Evaluating the Effectiveness of Intravenous Immunoglobulin Therapy in Autoimmune Autonomic Ganglionopathy

Description
Description

Autoimmune autonomic ganglionopathy (AAG) is a rare disease that results in severe dysautonomia (disorder of autonomic nervous system function). Many patients are unable to carry out activities of daily living due to autonomic symptoms that do not respond well to therapy (such as drops in blood pressure while standing). The recent discovery of antibodies that cause AAG has stimulated interest in immunomodulatory therapy (therapies that modify the functioning of the immune system). Studies in which a positive clinical response to these therapies have been reported in patients with AAG using immunomodulatory therapy as a treatment.

The investigators plan to carry out a blinded, randomized trial using IVIG. There have been no reported randomized clinical trials with any immunosuppressive agent in AAG. The proposed studies, if successful, will provide the first reliable clinical evidence, that therapy with IVIG is an effective treatment of AAG.

Treatment for the symptoms of autonomic failure is only effective in mild cases. Most patients require therapy that would change the course of the disease, but at present there is no established therapeutic regimen. The natural course of untreated AAG is not known.

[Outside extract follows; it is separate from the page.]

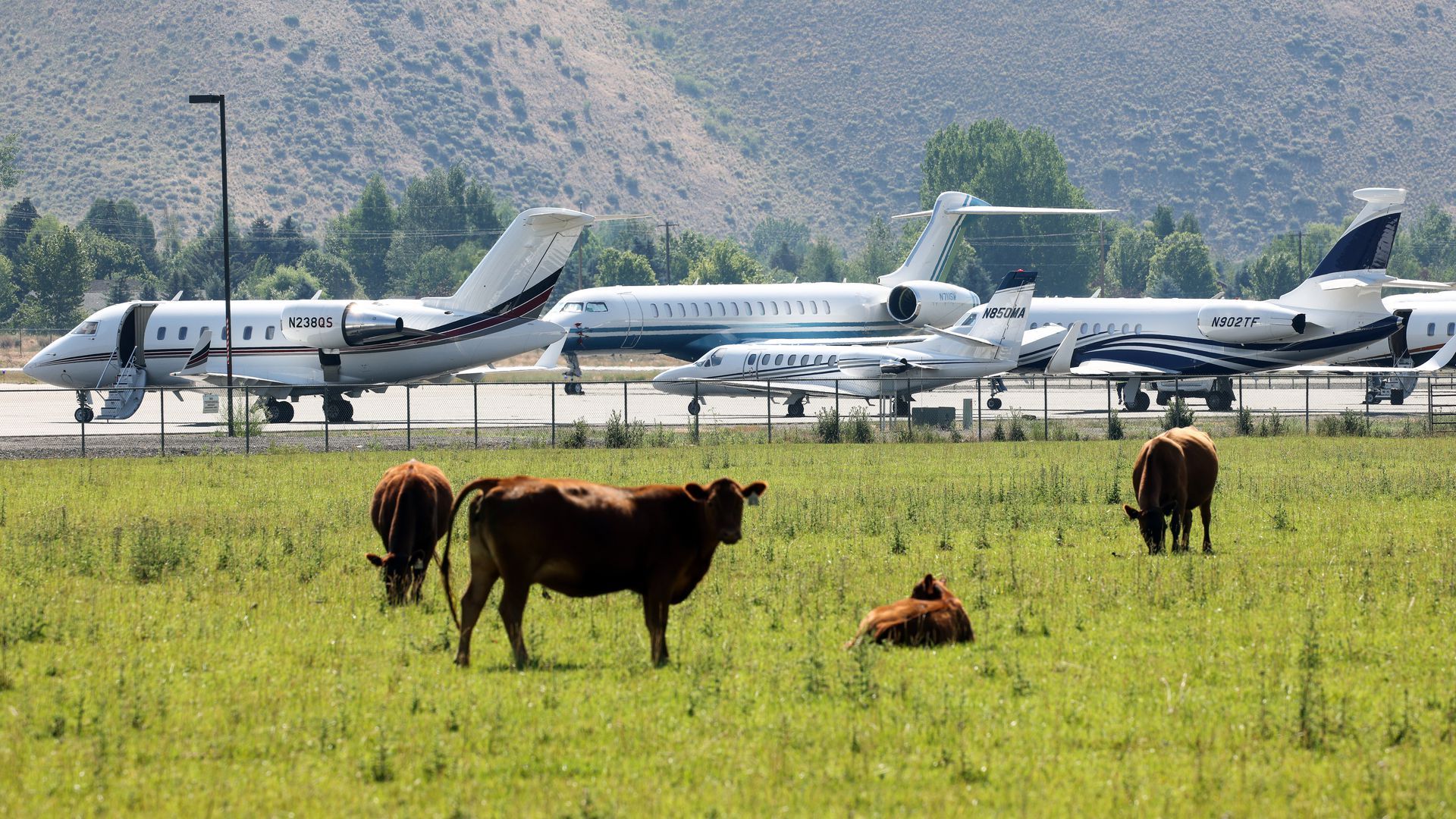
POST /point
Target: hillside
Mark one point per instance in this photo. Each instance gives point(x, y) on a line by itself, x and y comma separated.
point(1256, 117)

To address these unresolved issues, this clinical trial has the following goals:

To measure the effect of IVIG treatment on orthostatic hypotension, autonomic symptoms and quality of life scores in patient participants with AAG.

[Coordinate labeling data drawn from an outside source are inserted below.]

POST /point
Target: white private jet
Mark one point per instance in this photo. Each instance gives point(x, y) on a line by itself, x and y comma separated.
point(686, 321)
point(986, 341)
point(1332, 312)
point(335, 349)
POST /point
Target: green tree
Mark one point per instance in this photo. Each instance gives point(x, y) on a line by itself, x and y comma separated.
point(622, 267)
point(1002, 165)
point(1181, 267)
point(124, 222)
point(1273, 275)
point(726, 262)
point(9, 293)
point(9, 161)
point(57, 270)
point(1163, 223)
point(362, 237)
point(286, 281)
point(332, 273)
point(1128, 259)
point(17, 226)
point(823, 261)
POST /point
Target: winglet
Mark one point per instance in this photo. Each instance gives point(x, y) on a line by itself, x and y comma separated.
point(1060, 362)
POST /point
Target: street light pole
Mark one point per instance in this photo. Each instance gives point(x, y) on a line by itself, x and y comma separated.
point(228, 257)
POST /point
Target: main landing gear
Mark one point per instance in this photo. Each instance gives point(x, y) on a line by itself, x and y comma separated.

To determine the durability of IVIG (how long the treatment is effective) on orthostatic hypotension, autonomic symptoms and quality of life scores in patient participants with AAG.

Participants enrolled in the study will receive two courses of intravenous immunoglobulin or placebo separated by 3 weeks. During the First Observation Period, participants will be evaluated after 6 weeks to determine the clinical response and natural history of the disorder.

All the participants will then move to a single blinded second observation period.

All patients enrolled in the study (IVIG group and placebo group) will receive two infusions of intravenous immunoglobulin, i.e., both cohorts will receive IVIG (although participants will not know this, and physicians will not be aware if this treatment is to IVIG naïve or IVIG continued participants).